Shame is a part of us that feels fundamentally unworthy, flawed, and dehumanized. Shame is also a part that is trying to protect us.

Umm… excuse me?? How could thoughts of fundamental “badness” and self-dehumanization be protective? It’s so uncomfortable! Make it go away!

Our brain is a survival machine and it will create any thought it thinks it needs to protect us, and some of these thoughts are really hard to hear, and can become quite maladaptive if used in unskillful ways. One way that shame is used to protect us goes way back to childhood, and if it’s hard to go back to that time, I’m right there with you. Many of us did not have our essential needs for connection, understanding, or emotional attunement met by our caregivers. As a species that requires group cohesion for survival, our child self viewed this emotional disconnect as a life threat. In order to protect itself, the child brain internalized the view that I must be the flawed one. This is protective because viewing the caregiver as inadequate represents a life threat — one that we have no control over. But, if the child internalizes a view of themselves as flawed, this allows for agency in their own ability to change.

If I am the flawed one, at least I have agency over my ability to change.

Many of us internalize this view subconsciously and very early in childhood, to the point where it becomes a fundamental belief that we never question.

Well, dear reader, I invite you to shine the flashlight inward and begin to get curious.

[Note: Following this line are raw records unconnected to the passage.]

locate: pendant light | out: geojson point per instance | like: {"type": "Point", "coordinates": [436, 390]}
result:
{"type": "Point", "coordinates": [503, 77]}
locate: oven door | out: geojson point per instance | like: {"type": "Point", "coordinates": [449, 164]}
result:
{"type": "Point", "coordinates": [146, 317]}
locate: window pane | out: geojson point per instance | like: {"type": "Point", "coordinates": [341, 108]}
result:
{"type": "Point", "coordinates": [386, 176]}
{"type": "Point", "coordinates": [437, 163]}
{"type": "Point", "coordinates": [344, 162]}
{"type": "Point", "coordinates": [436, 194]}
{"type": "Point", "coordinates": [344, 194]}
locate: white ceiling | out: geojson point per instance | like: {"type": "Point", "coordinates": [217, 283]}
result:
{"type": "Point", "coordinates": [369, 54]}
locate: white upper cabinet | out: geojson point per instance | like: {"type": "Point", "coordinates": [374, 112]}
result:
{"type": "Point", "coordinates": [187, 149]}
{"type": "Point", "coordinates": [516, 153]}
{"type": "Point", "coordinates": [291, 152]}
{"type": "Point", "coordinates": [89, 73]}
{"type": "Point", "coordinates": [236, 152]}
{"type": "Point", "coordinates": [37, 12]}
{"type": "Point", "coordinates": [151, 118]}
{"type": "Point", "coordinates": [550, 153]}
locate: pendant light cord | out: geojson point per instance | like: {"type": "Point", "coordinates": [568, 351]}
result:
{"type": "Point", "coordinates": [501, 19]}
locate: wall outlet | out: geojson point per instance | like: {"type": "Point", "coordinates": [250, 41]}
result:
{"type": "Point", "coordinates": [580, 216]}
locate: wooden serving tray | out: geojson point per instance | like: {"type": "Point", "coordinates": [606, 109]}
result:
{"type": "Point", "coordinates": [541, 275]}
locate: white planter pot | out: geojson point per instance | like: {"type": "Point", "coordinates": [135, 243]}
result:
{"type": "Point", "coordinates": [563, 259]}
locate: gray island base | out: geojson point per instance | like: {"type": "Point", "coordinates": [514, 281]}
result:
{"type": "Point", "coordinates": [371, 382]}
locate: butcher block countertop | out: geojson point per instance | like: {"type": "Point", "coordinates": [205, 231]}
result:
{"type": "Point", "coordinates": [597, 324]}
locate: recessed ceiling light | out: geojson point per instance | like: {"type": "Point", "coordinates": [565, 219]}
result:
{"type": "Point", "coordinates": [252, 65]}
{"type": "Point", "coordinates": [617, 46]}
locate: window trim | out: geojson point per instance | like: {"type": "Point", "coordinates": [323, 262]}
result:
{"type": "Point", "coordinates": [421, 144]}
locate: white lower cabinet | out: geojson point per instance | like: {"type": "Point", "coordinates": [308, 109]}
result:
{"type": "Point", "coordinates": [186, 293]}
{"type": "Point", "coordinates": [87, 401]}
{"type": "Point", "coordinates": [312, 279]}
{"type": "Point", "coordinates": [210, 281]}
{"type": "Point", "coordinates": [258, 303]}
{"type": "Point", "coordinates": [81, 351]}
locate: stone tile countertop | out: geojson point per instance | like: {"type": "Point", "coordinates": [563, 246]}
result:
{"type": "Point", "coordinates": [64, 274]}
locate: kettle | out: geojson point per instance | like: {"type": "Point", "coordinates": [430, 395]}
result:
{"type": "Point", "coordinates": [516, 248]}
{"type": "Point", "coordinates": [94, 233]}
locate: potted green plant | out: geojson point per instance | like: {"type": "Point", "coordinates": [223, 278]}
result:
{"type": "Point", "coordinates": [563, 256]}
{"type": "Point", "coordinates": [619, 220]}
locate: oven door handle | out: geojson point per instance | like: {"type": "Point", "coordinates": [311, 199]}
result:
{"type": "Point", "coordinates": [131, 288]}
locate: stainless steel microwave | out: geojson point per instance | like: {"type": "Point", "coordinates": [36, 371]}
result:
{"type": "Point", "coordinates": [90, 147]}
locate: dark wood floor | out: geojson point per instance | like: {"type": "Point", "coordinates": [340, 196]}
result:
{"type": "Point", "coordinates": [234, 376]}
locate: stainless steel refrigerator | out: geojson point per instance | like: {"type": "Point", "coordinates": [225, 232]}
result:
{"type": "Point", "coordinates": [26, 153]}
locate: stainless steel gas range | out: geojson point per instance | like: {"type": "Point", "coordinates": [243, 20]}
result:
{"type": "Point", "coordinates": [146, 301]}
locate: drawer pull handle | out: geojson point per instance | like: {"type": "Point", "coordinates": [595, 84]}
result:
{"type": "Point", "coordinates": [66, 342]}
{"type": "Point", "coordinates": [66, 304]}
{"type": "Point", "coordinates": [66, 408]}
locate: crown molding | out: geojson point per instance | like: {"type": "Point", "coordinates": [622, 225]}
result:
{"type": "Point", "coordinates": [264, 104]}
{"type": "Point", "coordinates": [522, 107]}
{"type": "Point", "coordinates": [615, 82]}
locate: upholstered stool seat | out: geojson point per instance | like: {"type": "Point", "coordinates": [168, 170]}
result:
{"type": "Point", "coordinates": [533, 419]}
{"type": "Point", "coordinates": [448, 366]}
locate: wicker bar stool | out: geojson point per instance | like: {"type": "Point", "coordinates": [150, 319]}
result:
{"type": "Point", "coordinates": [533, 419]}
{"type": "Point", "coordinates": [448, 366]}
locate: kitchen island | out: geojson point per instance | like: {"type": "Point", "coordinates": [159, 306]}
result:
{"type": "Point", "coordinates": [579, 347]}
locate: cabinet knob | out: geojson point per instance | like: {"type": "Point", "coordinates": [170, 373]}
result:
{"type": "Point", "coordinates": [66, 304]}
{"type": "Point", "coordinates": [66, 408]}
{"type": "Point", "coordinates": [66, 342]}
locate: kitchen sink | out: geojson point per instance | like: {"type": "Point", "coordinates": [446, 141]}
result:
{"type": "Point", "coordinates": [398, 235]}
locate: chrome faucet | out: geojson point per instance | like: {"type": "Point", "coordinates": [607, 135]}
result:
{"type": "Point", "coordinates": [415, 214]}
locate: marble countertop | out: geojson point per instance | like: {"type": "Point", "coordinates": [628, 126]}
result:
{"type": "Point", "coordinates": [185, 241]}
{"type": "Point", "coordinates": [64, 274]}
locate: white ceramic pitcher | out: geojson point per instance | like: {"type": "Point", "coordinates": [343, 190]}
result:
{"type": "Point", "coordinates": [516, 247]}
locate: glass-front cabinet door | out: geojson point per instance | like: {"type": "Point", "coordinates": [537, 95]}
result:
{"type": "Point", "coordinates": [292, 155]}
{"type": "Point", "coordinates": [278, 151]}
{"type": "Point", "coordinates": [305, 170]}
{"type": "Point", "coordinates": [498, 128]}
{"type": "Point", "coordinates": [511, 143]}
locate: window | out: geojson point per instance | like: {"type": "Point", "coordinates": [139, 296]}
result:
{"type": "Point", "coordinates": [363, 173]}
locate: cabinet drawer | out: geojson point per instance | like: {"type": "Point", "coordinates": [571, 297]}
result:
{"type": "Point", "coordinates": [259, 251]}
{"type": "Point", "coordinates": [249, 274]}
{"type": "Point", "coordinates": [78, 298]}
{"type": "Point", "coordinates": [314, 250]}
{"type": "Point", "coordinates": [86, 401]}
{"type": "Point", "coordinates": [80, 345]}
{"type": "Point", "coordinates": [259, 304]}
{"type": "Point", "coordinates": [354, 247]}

In addiction, shame comes up often. It’s also trying to protect us in this regard. Shame is a tactic of the Inner Critic, who we know is on a team with the Inner Addicted Voice, and their end goal is to get us to continue to use the thing we are addicted to. These thought processes are rooted in an ancient part of our brain that sees the large quantities of dopamine produced by use of addictive substances as necessary for our survival. When we begin to remove these substances from our lives, this part of our brain thinks that we are dying. It wants us to live, so it gives us any and every thought possible to prompt us to drink/use again. This includes shame, a familiar thought that we are fundamentally bad in some way, at our core. “I’m a fucking loser anyway so I might as well drink/use.” Sound familiar?

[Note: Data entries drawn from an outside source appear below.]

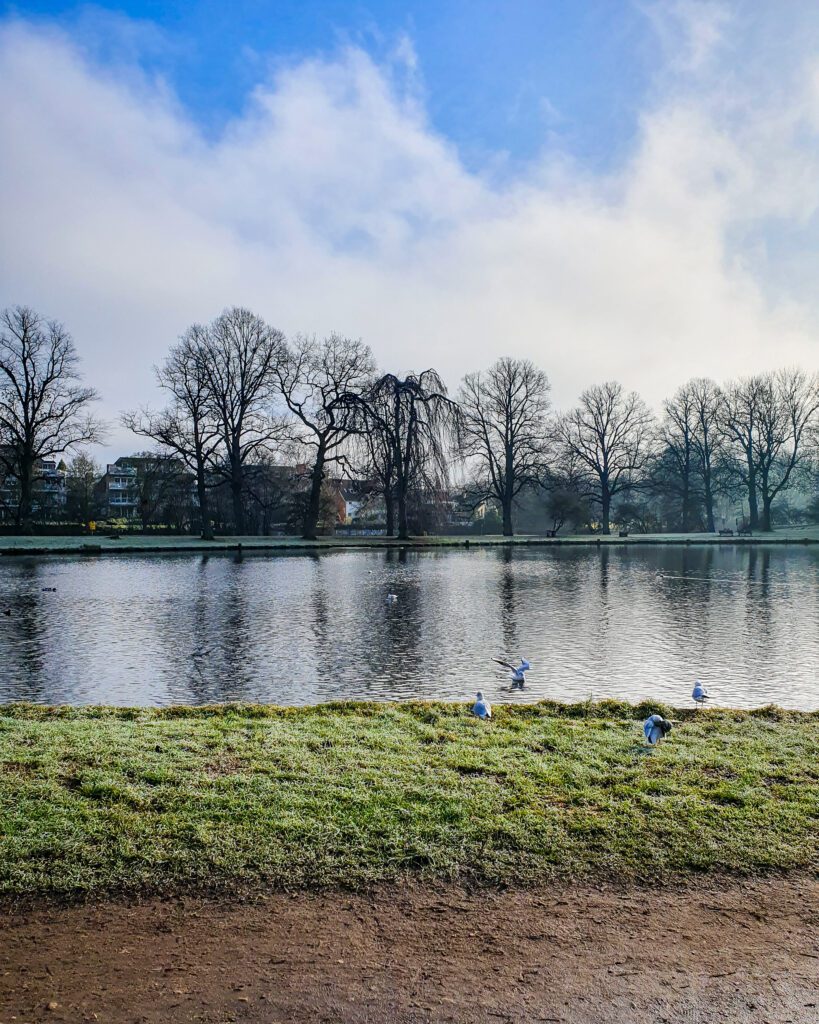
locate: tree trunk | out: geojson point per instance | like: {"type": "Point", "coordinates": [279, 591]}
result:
{"type": "Point", "coordinates": [389, 505]}
{"type": "Point", "coordinates": [753, 507]}
{"type": "Point", "coordinates": [314, 502]}
{"type": "Point", "coordinates": [26, 492]}
{"type": "Point", "coordinates": [605, 497]}
{"type": "Point", "coordinates": [403, 524]}
{"type": "Point", "coordinates": [507, 505]}
{"type": "Point", "coordinates": [766, 514]}
{"type": "Point", "coordinates": [712, 526]}
{"type": "Point", "coordinates": [204, 511]}
{"type": "Point", "coordinates": [236, 496]}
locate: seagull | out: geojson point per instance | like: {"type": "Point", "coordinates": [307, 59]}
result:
{"type": "Point", "coordinates": [655, 727]}
{"type": "Point", "coordinates": [481, 708]}
{"type": "Point", "coordinates": [518, 672]}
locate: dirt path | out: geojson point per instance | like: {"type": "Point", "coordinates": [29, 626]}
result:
{"type": "Point", "coordinates": [737, 952]}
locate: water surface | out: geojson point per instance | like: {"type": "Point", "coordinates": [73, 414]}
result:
{"type": "Point", "coordinates": [301, 629]}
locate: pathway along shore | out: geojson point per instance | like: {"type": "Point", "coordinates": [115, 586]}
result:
{"type": "Point", "coordinates": [102, 544]}
{"type": "Point", "coordinates": [713, 951]}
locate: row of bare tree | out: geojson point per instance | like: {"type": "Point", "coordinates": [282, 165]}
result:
{"type": "Point", "coordinates": [757, 435]}
{"type": "Point", "coordinates": [238, 390]}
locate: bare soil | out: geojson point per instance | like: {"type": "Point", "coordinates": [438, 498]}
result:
{"type": "Point", "coordinates": [717, 951]}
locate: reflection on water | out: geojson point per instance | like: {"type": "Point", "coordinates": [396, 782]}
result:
{"type": "Point", "coordinates": [300, 629]}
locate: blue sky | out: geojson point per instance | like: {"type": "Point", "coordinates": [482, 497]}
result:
{"type": "Point", "coordinates": [498, 76]}
{"type": "Point", "coordinates": [615, 188]}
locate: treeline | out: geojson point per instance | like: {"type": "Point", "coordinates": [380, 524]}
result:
{"type": "Point", "coordinates": [240, 395]}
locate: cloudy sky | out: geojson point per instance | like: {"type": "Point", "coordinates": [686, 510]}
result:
{"type": "Point", "coordinates": [612, 188]}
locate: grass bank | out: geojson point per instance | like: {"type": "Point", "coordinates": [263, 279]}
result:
{"type": "Point", "coordinates": [105, 801]}
{"type": "Point", "coordinates": [101, 544]}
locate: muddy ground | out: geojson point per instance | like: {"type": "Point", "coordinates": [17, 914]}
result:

Perhaps instead of either latching onto this thought as being true, or suppressing it and pushing it away, we can become curious about it instead. We can say, “Hello thoughts of shame and unworthiness. Why are you visiting me today?” This is a great time to get out the journal and collect scientific data about yourself and your experience with substances. You can listen non-judgementally and choose to not believe everything you think. It might not be easy at first, but you are on the hero’s journey, and you are strong enough to endure this curiosity into the darkness.

Ok but how do I make the shame GO AWAY??

Alright dear, don’t get mad at me. It’s that little thing we call practicing self-love. And like practicing anything, we have to start when it’s easy. If you do something healthy, or well, like drink a glass of water or make a pretty drawing, celebrate that shit. Celebrate the little and easy things at every turn. Make it a practice. You’ll feel silly at first, and likely also feel a bit of resistance from that part of yourself that is afraid of change. This is normal.

If you are in a panic or a crisis and try to start practicing self-love, forgiveness, or compassion — that shit is going to be nearly impossible, although it’s when you’ll need it the most. This is why practicing self-love in increasingly difficult situations is key. Start easy. Pat yourself on the back for eating breakfast, or walking your dog, or not drinking for one day. Be unashamed and enthusiastic about your accomplishments, no matter how small. Eventually this energy will build and become easier, and when you find yourself in those moments of crisis, you will find it natural to tap into that well of empathy for yourself.

You do not need to change anything about yourself to deserve love and compassion right fucking now.

May you be happy and free, dear reader.